Unlocking Native Computer Use: Setting up CUA with Gemini 3.5 Flash
In the rapidly evolving landscape of agentic workflows, desktop automation represents the next frontier. Historically, building agents that interact with desktop interfaces meant wrapping complex UI libraries or building fragile, pixel-coordinate-based models.
Google’s early-access release of the native Computer Use API powered by Gemini 3.5 Flash changes the game. Evaluating Gemini 3.5 Flash on trycua's Cua-Bench KiCad EDA suite demonstrated a massive leap forward: highest mean reward (0.267) of any frontier model tested — edging GPT-5.5, which had more outright full solves (6 vs 5) but earned no partial credit — along with precise visual grounding on zoomed-in CAD targets and actual analog-design reasoning.
This article walks through the end-to-end setup to hook up Gemini 3.5 Flash to the CUA (Computer-Use Agent) infrastructure layer using the Google Antigravity developer environment.
High-Level Architecture
The integration leverages the Model Context Protocol (MCP) to allow Antigravity agents (including CLI tools and IDE plugins) to communicate with your local desktop environment via a standardized protocol.
[Antigravity Agent (CLI/IDE)]
│
▼ (MCP over stdio)
[cua-driver (symlinked binary)]
│
▼ (Unix Domain Socket / UDS)
[CuaDriver.app (Daemon)] ───► [macOS Screen & Input APIs]
- CuaDriver.app: A daemon running locally that interacts directly with macOS accessibility and screen recording APIs.

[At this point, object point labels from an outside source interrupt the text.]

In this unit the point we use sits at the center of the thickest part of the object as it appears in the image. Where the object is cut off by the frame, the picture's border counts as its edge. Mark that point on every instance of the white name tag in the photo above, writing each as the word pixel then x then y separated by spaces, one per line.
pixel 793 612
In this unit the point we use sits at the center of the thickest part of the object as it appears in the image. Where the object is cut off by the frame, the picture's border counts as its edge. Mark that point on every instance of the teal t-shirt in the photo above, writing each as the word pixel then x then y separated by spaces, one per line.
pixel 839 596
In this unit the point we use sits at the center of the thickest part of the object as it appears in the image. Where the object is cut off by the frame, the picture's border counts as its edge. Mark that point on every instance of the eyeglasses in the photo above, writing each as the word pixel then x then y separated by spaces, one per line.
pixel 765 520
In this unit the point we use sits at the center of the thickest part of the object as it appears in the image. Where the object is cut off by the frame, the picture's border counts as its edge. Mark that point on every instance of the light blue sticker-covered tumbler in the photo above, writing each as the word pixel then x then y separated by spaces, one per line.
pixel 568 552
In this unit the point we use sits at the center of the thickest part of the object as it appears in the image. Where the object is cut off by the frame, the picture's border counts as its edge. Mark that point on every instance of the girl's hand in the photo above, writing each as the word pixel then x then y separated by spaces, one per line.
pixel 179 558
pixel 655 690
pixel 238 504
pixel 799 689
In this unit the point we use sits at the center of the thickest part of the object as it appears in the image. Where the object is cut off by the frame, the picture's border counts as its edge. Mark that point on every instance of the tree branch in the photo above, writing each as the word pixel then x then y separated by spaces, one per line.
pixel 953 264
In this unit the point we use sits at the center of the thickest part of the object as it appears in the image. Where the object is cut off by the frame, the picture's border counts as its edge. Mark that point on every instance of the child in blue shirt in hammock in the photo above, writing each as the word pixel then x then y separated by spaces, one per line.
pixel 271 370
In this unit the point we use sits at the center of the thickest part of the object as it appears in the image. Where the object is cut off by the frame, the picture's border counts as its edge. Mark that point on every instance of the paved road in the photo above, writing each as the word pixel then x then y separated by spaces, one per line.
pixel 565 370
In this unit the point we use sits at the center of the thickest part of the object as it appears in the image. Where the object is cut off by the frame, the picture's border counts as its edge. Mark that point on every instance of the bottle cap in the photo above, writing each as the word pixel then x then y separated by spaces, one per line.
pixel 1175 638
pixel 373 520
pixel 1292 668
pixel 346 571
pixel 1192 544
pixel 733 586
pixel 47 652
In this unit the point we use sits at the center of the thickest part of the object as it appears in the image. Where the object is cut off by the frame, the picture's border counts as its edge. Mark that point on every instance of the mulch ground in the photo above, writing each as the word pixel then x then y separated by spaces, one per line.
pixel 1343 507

- cua-driver CLI: A lightweight command-line interface that acts as the entry point and communicates with the daemon over a Unix Domain Socket (UDS).
- Antigravity: An AI-first agent that loads the MCP server configuration and leverages its tool interface to execute actions.
Step-by-Step Integration Guide
1. Installing CUA Driver
The CUA Driver provides the infrastructure interface. Run the official macOS pre-release installation script to download and install the Rust-based daemon:
/bin/bash -c "$(curl -fsSL https://raw.githubusercontent.com/trycua/\
cua/main/libs/cua-driver/scripts/install.sh)" --backend=rust
This installation script:
- Downloads the latest
cua-driver-rsuniversal release for macOS. - Places
CuaDriver.appin/Applications. - Symlinks the executable to
~/.local/bin/cua-driver.
Verify that the binary resolves correctly on your PATH:
cua-driver --version
2. Starting the Daemon & Granting macOS Permissions
For CUA to capture screenshots and dispatch mouse/keyboard events, you must grant macOS Accessibility and Screen Recording permissions.
First, launch the driver daemon:
open -n -g -a CuaDriver --args serve
Next, trigger the permission grant workflow:
cua-driver permissions grant
This command launches the app through LaunchServices. macOS will prompt you to enable the required permissions. Follow the settings dialogs to allow Cua Driver.
Once granted, verify status using the read-only check:
cua-driver permissions status
Ensure both Accessibility and Screen Recording return ✅ granted.
3. Configuring Antigravity MCP Workspace
To make CUA tools visible to the Antigravity agent, you must define a workspace-level MCP configuration. Under the root of your working directory, create a .agents/mcp_config.json file:
{
"mcpServers": {
"cua-driver": {
"command": "/Users/adnanahmad/.local/bin/cua-driver",
"args": ["mcp"]
}
}
}
Antigravity automatically discovers the .agents/mcp_config.json file and starts the cua-driver server using standard I/O (stdio) as a background process.
Verification & Usage
To verify the setup, launch the Antigravity CLI (agy) or open your project in the Antigravity IDE within the configured workspace directory.
Run /mcp in the CLI session to verify that the cua-driver server is loaded and shows its full suite of tools (such as list_apps, get_accessibility_tree, click, type_text, drag, etc.).
You can now ask the agent to drive your desktop directly:
- "Open the Calculator app, calculate 42 * 9, and show the result."
- "Bring Chrome to the foreground and list the visible tabs."
Key Takeaways
- Scope Configs: Workspace-level configs (
.agents/mcp_config.json) keep your global settings clean and load tools only when needed. - Daemon Integrity: If tools fail to capture the screen, check
cua-driver statusto ensure the daemon didn't exit, and restart it withcua-driver stop && open -n -g -a CuaDriver --args serve.